BERLIN – German carmakers are “afraid” they could be hit by retaliation if the EU imposes tariffs on Chinese electric vehicles as a result of a new anti-subsidy investigation, German Economics Minister Robert Habeck warned.
In strikingly candid comments during a panel discussion in Berlin on Friday, Habeck also acknowledged that there is a Franco-German divide over the anti-subsidy investigation announced by EU Commission President Ursula von der Leyen earlier this month that has raised fears of a trade war with Beijing .
Habeck said that France, which had pushed hard for such an EU investigation into Chinese electric vehicles, sells far fewer cars in China than German automakers and therefore has less to lose in a possible escalation with Beijing over auto tariffs.
“German cars are sold well in China,” said the German economics minister said at the Atlantic Council Transatlantic Forum for Geoeconomics. “Now Ursula von der Leyen suggested that we should look deeply into the question of whether China is making illegal donations or not, whether this is the responsibility of the WTO.”[compatible] “Subsidies” for electric car manufacturers, he said.
Habeck added: “The German automotive industry is rightly afraid” that if the Commission were to find evidence of such illegal state aid and then impose anti-subsidy tariffs on Chinese electric vehicles, “we would have to fear countermeasures.”

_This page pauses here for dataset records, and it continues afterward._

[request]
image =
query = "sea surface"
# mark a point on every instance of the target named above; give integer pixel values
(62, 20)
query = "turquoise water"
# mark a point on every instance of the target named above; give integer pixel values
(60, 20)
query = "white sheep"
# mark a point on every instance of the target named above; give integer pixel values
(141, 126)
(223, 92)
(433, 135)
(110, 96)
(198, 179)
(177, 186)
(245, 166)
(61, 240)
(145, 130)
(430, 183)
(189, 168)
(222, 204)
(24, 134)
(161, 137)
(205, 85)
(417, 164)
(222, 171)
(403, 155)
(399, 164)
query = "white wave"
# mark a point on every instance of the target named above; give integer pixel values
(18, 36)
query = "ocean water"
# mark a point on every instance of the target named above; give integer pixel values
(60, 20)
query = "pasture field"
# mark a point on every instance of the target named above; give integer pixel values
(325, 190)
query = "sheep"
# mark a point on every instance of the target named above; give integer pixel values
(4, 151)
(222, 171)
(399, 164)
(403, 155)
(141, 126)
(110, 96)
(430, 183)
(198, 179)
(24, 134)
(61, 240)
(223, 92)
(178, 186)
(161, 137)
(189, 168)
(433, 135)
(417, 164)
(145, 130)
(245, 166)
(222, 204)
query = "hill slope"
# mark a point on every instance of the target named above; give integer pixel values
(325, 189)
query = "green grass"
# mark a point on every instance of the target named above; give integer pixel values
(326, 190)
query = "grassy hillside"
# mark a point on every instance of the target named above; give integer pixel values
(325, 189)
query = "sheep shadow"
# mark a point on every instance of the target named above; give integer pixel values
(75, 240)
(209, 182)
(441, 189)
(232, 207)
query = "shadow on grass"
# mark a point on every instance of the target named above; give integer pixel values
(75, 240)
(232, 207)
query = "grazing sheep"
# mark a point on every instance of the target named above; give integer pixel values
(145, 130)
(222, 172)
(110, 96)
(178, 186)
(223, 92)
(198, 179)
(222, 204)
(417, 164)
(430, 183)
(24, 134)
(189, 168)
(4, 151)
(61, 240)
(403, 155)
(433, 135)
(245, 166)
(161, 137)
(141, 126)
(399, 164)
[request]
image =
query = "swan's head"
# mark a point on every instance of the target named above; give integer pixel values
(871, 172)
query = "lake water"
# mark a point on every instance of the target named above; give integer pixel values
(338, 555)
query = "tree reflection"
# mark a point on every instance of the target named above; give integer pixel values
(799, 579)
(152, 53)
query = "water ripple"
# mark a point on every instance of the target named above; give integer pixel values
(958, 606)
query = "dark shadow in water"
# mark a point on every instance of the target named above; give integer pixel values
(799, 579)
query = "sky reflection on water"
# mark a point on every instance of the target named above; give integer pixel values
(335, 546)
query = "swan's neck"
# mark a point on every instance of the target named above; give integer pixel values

He argued that “this is not a problem for France because they don’t sell so many cars” in the Chinese market, which is why Berlin and Paris are assessing “from different perspectives” the impact and consequences of an EU anti-subsidy measure probe.
“It’s very, very difficult to bring all these different views together,” Habeck said.
Previously, German industry representatives, speaking on condition of anonymity, highlighted the different interests between Berlin and Paris in the subsidy investigation and even claimed that French car manufacturers saw this as an opportunity to harm their German competitors. But Habeck’s comments are the first time a high-ranking German official has openly acknowledged such a rift.
Chancellor Olaf Scholz’s top adviser on EU, economic and financial policy, Jörg Kukies, said at the same Atlantic Council event earlier Friday that the EU’s anti-subsidy investigation into Chinese cars was “completely normal” and “completely legitimate.” Nevertheless, Kukies emphasized that such an investigation must meet “very high standards”.
“So you can’t just say them [the Chinese] “We do this and that and that’s why we impose trade-related measures,” Kukies said, adding that “the threshold of evidence is very high.”